Pennsylvania has enacted legislation subjecting digital goods to sales and use tax. Effective August 1, 2016, sales and use tax is imposed on downloaded videos, photographs, books, any otherwise taxable printed matter, apps, games, music, any other audio (including satellite radio service), canned software, and any other otherwise taxable tangible personal property electronically or digitally delivered, streamed, or accessed. These items are subject to sales and use tax as tangible personal property and are considered tangible personal property whether they are electronically or digitally delivered, streamed, or accessed and whether they are purchased singly, by subscription, or in any other manner, including maintenance, updates, and support.(Act 84 (H.B. 1198), Laws 2016)

(08/23/2016)

On July 14, 2016, Rep. Jim Sensenbrenner (R-WI) introduced the No Regulation Without Representation Act of 2016.  Taking the opposite approach of the Marketplace Fairness Act and Remote Transactions Parity Act, this proposed bill would limit the ability of states to require remote sellers to collect use tax. If enacted, the Act would codify the physical presence requirement established by the US Supreme Court in Quill Corp v.
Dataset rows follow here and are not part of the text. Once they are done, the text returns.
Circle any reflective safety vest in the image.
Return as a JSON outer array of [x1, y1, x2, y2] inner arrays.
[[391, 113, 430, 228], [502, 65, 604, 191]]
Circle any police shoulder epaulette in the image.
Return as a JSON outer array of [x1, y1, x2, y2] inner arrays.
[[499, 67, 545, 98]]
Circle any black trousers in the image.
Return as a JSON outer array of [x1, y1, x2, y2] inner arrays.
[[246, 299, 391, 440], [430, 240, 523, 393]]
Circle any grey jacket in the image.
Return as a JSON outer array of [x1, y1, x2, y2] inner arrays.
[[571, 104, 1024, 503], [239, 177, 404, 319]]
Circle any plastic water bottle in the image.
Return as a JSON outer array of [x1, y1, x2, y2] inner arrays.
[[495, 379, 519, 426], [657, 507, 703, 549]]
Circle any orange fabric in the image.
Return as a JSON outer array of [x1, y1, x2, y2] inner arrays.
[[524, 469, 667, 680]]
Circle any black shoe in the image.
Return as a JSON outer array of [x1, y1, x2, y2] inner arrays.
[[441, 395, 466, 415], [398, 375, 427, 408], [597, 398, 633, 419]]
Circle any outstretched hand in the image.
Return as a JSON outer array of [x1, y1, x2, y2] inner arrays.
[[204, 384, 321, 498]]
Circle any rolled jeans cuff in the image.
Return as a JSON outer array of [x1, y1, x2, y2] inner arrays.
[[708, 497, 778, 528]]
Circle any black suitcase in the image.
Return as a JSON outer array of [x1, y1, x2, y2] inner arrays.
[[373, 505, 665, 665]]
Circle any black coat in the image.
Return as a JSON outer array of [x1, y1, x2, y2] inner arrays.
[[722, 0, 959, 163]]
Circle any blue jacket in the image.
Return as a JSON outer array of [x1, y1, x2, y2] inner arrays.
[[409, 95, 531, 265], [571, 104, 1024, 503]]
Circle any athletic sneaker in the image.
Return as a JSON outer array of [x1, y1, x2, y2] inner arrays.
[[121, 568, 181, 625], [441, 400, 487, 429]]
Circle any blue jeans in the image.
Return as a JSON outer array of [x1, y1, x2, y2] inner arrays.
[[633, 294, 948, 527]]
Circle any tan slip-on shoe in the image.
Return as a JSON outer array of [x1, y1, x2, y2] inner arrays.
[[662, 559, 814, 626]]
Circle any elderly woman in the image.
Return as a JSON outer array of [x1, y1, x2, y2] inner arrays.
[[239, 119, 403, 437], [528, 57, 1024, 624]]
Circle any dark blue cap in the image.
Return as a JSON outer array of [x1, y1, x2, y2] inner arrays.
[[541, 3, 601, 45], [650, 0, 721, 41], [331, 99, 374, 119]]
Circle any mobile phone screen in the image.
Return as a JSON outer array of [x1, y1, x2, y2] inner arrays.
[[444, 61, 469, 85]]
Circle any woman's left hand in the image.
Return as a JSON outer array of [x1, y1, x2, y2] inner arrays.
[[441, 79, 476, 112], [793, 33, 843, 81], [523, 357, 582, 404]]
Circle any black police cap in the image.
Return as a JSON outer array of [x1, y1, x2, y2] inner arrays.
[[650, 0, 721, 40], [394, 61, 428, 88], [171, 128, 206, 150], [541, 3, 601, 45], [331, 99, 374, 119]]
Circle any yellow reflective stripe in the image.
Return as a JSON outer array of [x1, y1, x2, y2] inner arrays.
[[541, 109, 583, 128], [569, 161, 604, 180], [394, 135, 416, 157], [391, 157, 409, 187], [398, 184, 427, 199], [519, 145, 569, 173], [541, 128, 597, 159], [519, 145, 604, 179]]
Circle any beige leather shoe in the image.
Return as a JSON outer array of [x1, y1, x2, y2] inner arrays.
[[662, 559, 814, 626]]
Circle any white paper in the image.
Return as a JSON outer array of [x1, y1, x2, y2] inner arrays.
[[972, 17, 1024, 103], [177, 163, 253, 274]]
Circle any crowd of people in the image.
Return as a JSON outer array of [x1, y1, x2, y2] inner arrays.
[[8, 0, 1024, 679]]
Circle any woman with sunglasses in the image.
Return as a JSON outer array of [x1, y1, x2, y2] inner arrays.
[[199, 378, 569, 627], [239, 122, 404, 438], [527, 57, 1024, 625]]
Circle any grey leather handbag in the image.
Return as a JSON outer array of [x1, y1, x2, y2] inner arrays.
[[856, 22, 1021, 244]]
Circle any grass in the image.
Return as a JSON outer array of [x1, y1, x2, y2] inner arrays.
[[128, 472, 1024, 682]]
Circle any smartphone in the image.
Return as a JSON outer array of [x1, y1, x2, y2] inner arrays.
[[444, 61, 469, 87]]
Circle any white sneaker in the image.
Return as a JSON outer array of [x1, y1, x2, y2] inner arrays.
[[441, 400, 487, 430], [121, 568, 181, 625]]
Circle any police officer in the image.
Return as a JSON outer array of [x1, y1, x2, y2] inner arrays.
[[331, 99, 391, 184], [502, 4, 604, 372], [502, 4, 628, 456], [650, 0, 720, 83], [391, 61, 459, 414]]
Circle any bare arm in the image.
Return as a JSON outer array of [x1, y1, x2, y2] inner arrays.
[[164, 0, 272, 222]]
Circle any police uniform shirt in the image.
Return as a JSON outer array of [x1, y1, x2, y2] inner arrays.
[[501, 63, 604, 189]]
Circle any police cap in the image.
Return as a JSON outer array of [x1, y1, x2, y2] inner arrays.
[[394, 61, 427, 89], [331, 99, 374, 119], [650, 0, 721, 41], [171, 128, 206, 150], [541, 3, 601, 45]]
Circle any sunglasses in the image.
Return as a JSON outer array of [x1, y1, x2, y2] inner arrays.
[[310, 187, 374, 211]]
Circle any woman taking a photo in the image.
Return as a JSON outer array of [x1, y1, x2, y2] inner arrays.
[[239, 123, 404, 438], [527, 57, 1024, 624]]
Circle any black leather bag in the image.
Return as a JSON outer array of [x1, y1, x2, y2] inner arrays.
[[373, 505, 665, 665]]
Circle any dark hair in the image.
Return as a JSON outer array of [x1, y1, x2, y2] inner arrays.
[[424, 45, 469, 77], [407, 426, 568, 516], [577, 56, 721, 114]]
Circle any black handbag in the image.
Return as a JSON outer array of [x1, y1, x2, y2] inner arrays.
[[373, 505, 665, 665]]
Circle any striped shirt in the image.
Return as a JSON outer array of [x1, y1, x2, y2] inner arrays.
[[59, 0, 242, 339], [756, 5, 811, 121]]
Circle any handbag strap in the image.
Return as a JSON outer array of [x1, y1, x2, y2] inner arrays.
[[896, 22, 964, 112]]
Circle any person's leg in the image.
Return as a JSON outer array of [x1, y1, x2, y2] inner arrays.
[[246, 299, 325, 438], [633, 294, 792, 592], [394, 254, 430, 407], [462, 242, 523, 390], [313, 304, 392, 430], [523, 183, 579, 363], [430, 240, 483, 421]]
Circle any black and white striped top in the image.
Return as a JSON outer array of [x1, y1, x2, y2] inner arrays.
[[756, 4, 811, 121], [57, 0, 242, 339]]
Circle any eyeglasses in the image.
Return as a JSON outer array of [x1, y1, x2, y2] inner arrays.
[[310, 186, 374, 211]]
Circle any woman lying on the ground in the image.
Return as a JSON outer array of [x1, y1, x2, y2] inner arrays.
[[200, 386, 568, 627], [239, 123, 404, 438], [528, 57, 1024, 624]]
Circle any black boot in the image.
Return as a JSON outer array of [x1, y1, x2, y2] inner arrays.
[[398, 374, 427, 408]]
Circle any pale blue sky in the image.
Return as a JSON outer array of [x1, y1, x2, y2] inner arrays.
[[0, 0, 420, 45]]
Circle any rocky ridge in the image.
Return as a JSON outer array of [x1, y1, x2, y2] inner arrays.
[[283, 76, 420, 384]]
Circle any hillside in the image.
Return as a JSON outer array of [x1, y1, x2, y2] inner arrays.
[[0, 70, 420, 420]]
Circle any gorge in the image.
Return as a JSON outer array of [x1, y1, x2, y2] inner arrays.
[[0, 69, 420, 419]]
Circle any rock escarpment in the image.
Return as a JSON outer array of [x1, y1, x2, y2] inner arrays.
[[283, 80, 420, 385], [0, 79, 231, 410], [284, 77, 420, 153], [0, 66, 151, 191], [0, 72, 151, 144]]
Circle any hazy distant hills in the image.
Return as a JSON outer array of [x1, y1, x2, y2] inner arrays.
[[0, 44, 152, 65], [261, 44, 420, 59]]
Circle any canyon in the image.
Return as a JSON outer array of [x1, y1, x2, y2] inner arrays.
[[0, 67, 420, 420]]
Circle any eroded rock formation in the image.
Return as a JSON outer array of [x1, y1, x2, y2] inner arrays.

North Dakota.  The bill would define physical presence and create a de minimis threshold. If enacted, the bill would preempt click-through nexus, affiliate nexus, reporting requirements and marketplace nexus legislation. The bill would be effective as of January 1, 2017. The bill defines “seller” and provides that states and localities may not:

 

  • Obligate a person to collect a sales, use or similar tax; 
  • Obligate a person to report sales; 
  • Assess a tax on a person; or 
  • Treat the person as doing business in a state or locality for purposes of such tax unless the person has a physical presence in the jurisdiction during the calendar quarter that the obligation or assessment is imposed.

 

Persons would be considered to have a physical presence only if during the calendar year the person: 

 

  • Owns or leases real or tangible personal property in the state; 
  • Has one or more employees, agents or independent contractors in the state specifically soliciting product or service orders from customers in the state or providing design, installation or repair services there; or 
  • Maintains an office in-state with three or more employees for any purpose.

 

Physical presence would not include: 

 

  • Click-through referral agreements with in-state persons who receive commissions for referring customers to the seller; 
  • Presence for less than 15 days in a taxable year; 
  • Product delivery provided by a common carrier; or 
  • Internet advertising services not exclusively directed towards, or exclusively soliciting in-state customers.

 

The bill defines seller to exclude marketplace providers; referrers; third-party delivery services in which the seller does not have an ownership interest; and credit card issuers, transaction or billing processors or financial intermediaries.Marketplace Providers are defined as any person other than the seller who facilitates a sale which includes listing or advertising the items or services for sale and either directly or indirectly collects gross receipts from the customer and transmits the amounts to the marketplace seller. (No Regulation Without Representation Act of 2016 (H.R. 5893))

 

UPDATE: This bill failed to pass during the 114th Congressional Session running from January 3, 2015 to January 3, 2017.  Therefore, this bill has died and would need to be reintroduced to be considered and voted on.